Three core capacities prevail along the entire process and facilitate success: (1) Enablement of every person involved; (2) participation of stakeholders to ensure buy-in and ownership; (3) leadership on the pivoting scale between being led and leading others.
Three core assets build the ethical framework for the process: (1) Values driven by social, ecological, and economic sustainability inform a tailored set of (2) design principles including financial, legal, social, psychological and other factors; (3) the organization's strategy defines boundaries and possibilities for everything else.
A variety of human-centered and future-oriented design-approaches inform my practice.
At the intersections of the dominant approaches including applied user research, service design, systems thinking, and strategy, lie sub-sets of methods and practice including participatory design, speculative design, and team development among others.
Practical and theoretical rigor as well as a clear set of values frame this adaptive array of approaches.
Theory of Change
Transtheoretical Model of Behavior Change**
The TTM describes how a person theoretically acquires new positive behaviors. This behavior change usually unfolds in 5 stages within every human. During (1) Precontemplation, the person is not aware of the problem. The (2) Contemplation stage signifies that the person has gained knowledge and awareness of and about the problem, which likely leads to entering the (3) Preparation stage, forming the intention to change. The crucial moment is mostly when a person eventually may or may not take (4) Action – meaning they do first attempts at actualizing new behaviors. Only when a system of (5) Maintenance is instilled, people will keep executing their new behaviors and hopefully not (6) Relapse into old behaviors.
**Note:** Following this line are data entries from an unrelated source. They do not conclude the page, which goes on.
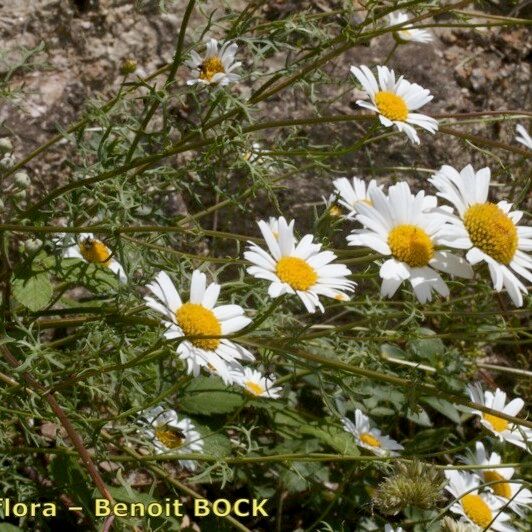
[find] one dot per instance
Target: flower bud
(5, 145)
(450, 525)
(32, 245)
(7, 161)
(128, 66)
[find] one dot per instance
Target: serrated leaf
(419, 417)
(95, 277)
(427, 348)
(70, 478)
(33, 291)
(209, 395)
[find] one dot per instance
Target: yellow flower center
(169, 436)
(93, 250)
(210, 67)
(411, 244)
(254, 387)
(391, 106)
(491, 231)
(296, 272)
(498, 424)
(476, 509)
(196, 320)
(502, 489)
(335, 211)
(405, 34)
(370, 440)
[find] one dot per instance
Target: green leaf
(427, 440)
(333, 436)
(70, 478)
(95, 277)
(34, 290)
(419, 416)
(215, 444)
(427, 348)
(209, 395)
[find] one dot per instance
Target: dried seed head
(412, 484)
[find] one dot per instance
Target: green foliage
(173, 177)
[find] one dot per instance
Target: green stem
(384, 377)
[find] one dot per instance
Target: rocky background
(85, 42)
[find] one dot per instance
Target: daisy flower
(504, 430)
(488, 230)
(257, 384)
(394, 100)
(523, 137)
(332, 206)
(390, 528)
(478, 509)
(199, 318)
(350, 193)
(510, 492)
(407, 33)
(91, 249)
(399, 225)
(370, 438)
(168, 433)
(297, 268)
(216, 68)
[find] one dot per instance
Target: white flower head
(407, 33)
(370, 438)
(523, 137)
(504, 430)
(257, 384)
(297, 267)
(169, 433)
(90, 249)
(394, 100)
(476, 508)
(512, 493)
(400, 225)
(488, 230)
(216, 68)
(203, 322)
(350, 193)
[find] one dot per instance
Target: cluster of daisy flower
(482, 495)
(419, 239)
(419, 236)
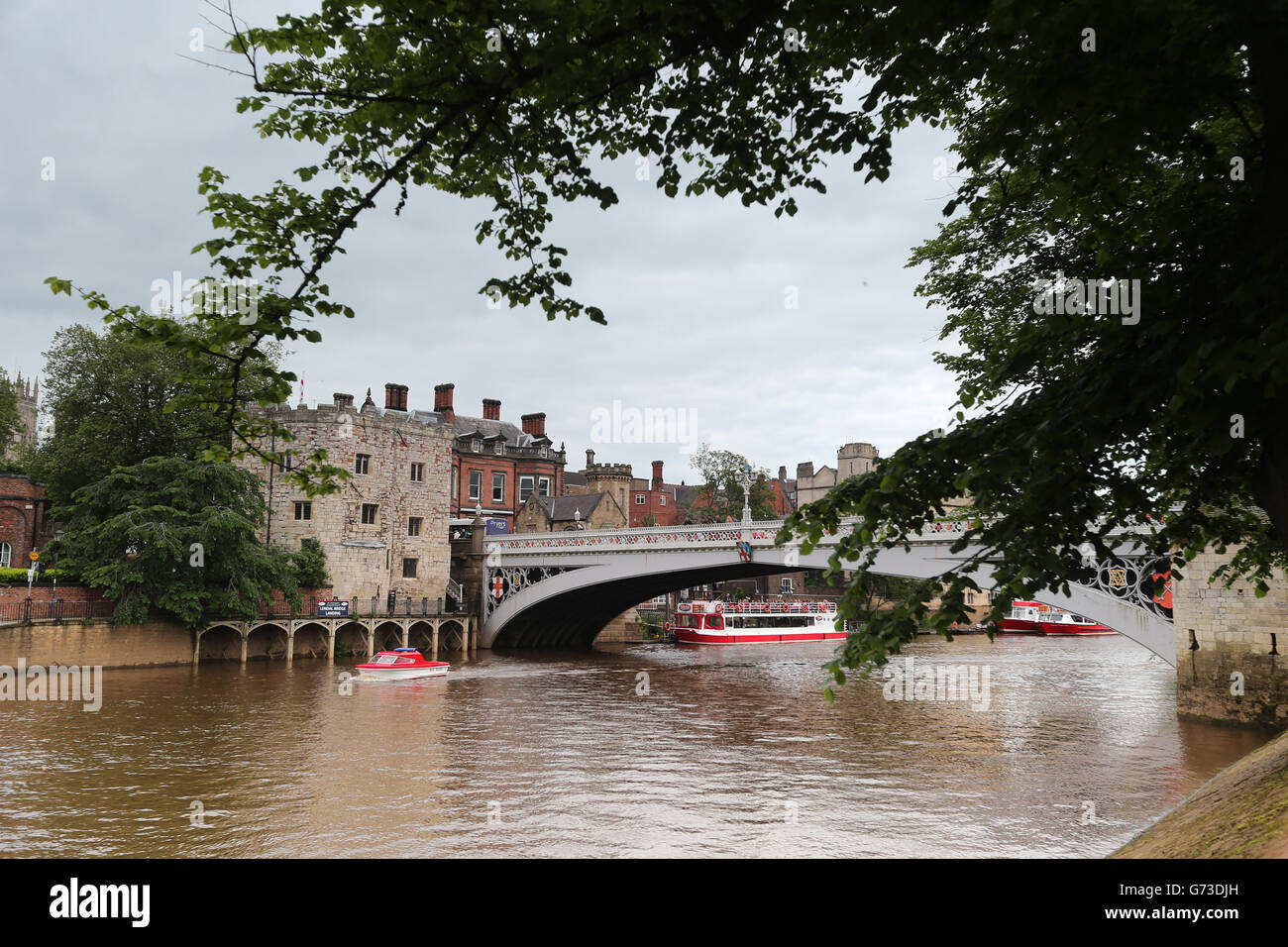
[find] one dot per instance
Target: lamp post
(58, 541)
(745, 480)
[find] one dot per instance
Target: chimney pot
(443, 401)
(535, 424)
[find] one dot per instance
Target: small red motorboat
(400, 664)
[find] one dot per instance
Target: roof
(485, 428)
(563, 509)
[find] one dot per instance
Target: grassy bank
(1240, 813)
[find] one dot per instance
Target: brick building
(386, 530)
(22, 519)
(496, 466)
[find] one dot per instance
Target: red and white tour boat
(400, 664)
(1035, 618)
(755, 622)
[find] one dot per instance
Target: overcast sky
(694, 289)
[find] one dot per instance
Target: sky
(696, 290)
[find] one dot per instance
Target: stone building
(606, 478)
(29, 412)
(1232, 647)
(386, 530)
(496, 467)
(22, 519)
(810, 484)
(576, 512)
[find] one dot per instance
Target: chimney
(535, 424)
(443, 401)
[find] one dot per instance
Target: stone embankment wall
(1237, 672)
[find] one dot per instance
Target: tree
(176, 538)
(309, 565)
(1134, 142)
(115, 402)
(720, 496)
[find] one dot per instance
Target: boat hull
(1054, 629)
(400, 673)
(1018, 626)
(748, 637)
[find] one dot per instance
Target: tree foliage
(175, 538)
(309, 565)
(720, 495)
(1094, 140)
(117, 401)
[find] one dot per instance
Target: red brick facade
(22, 519)
(496, 466)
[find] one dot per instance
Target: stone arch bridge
(559, 589)
(317, 637)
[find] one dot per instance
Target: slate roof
(563, 509)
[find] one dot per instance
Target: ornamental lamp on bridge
(745, 480)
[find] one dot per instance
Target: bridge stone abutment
(1231, 648)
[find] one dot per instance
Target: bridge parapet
(760, 534)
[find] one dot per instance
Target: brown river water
(717, 751)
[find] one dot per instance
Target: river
(716, 751)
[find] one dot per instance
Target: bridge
(561, 589)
Community Action Framework*
The CAF frames the development of leadership potential in people in four interconnected phases: An (1) Individual first needs to develop their own advocacy in order to build confidence and work in (2) Groups to lead with others. After self-determination has been developed with others, one will be capable of leading a (3) Community – peers and allies – to effect change together and ultimately impact (4) Society.
Focus on Scalable Impact and Enablement
Always measuring project deliverables against the five TTM-stages, this theory of change applies to every level of leadership. In order to scale individual enablement, the individual needs to develop advocacy. In order to impact change at a societal scale, the proposed solution needs to take into consideration the enablement and change of every addressed community, group, and individual.